L’écho inédit de ces deux événements, survenus très récemment en Grèce, conduira en août 2022 à la démission à la fois du directeur des services de renseignement Panagiotis Kontoleon et du secrétaire général du Premier ministre, Grigoris Dimitriadis.

L’affaire prend une nouvelle ampleur en novembre 2022 avec la publication d’une enquête du journal Documento, qui dévoile une liste de dizaines de personnalités mises sur écoute par l’EYP. Dans cette liste, figurent, entre autres, les noms de plusieurs hommes politiques et d’éditeurs de presse. Dès lors, la situation prend une dimension politique et le Premier ministre Kyriakos Mitsotakis, interrogé par le journaliste Nikos Chatzinikolaou, s’insurge : « C’est un mensonge incroyable ! […] [il s’agit d’] un article qui publie une série de noms [de personnes], censées être mises sous écoute. Il n’y a absolument aucune preuve que cela se produisait réellement ; il n’y a abso­lument aucun lien avec moi, accusé d’en être l’instigateur. »

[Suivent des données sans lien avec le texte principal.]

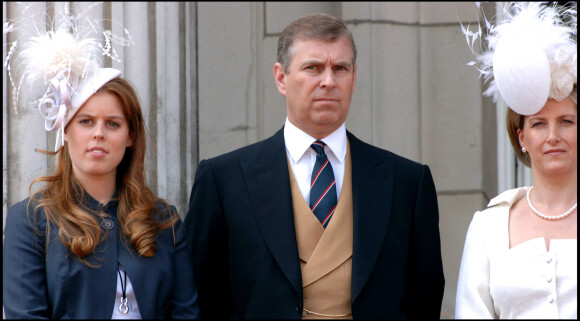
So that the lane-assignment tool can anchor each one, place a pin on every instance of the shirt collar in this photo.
(92, 204)
(298, 142)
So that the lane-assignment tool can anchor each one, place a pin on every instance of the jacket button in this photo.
(107, 224)
(299, 307)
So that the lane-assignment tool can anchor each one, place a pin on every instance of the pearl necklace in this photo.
(548, 217)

Au-delà de la question de la responsabilité pénale et politique des auteurs ou des commanditaires, ces événements montrent à quel point la liberté d’expression est menacée en Grèce. Ces affaires ne concernent pas seulement les journalistes qui exercent aujourd’hui leur métier dans ce pays et dont des droits tels que la protection de leurs sources et de leur sécurité ne sont plus garantis. Elles concernent également chaque citoyen qui ne peut plus ressentir aucune sécurité. Mais, indépendamment du fait qu’on touche ici à l’un des fondements des valeurs européennes, celui de la pérennité de la liberté d’expression, un autre enjeu majeur surgit : regagner la confiance des citoyens en leurs représentants. Ce dernier constat se trouve au cœur des débats politiques et journalistiques aujourd’hui en Grèce, alors que se tiendront prochainement les élections législatives.

Sources :

  • « Un nouveau rapport révèle le fonctionnement de Predator, un logiciel espion conçu par l’entreprise Cytrox », Florian Reynaud, Le Monde, 17 décembre 2021.
  • « Classement mondial de la liberté de la presse 2022 : la nouvelle ère de la polarisation », rsf.org/fr
  • « Lettre destinée aux Reporters sans frontières », par Ioannis Oikonomou, 4 mai 2022.
  • « Dispositions d’urgence pour la protection de la santé publique des effets persistants de la pandémie du Covid-19, du développement, de la protection sociale, de la réouverture des tribunaux et d’autres questions », loi 4790/2021, article 87, votée le 31 mars 2021 par le Parlement grec.
  • « Nikos Androulakis : il a déposé une plainte auprès de l’Autorité de protection des donnés pour les écoutes téléphoniques » [en grec], tovima.gr, 3 août 2022.
  • « Il surveillait ces personnes-là » [en grec], Documento, 6 novembre 2022.
  • Entretien du Premier ministre grec Kyriakos Mitsotakis accordé au journaliste Nikos Chatzinikolaou, Mégaron Maxímou, Athènes, 7 novembre 2022.
  • « Nikos Androulakis [s’adresse] à la Cour européenne des droits de l’homme » [en grec], kathimerini.gr, 7 décembre 2022.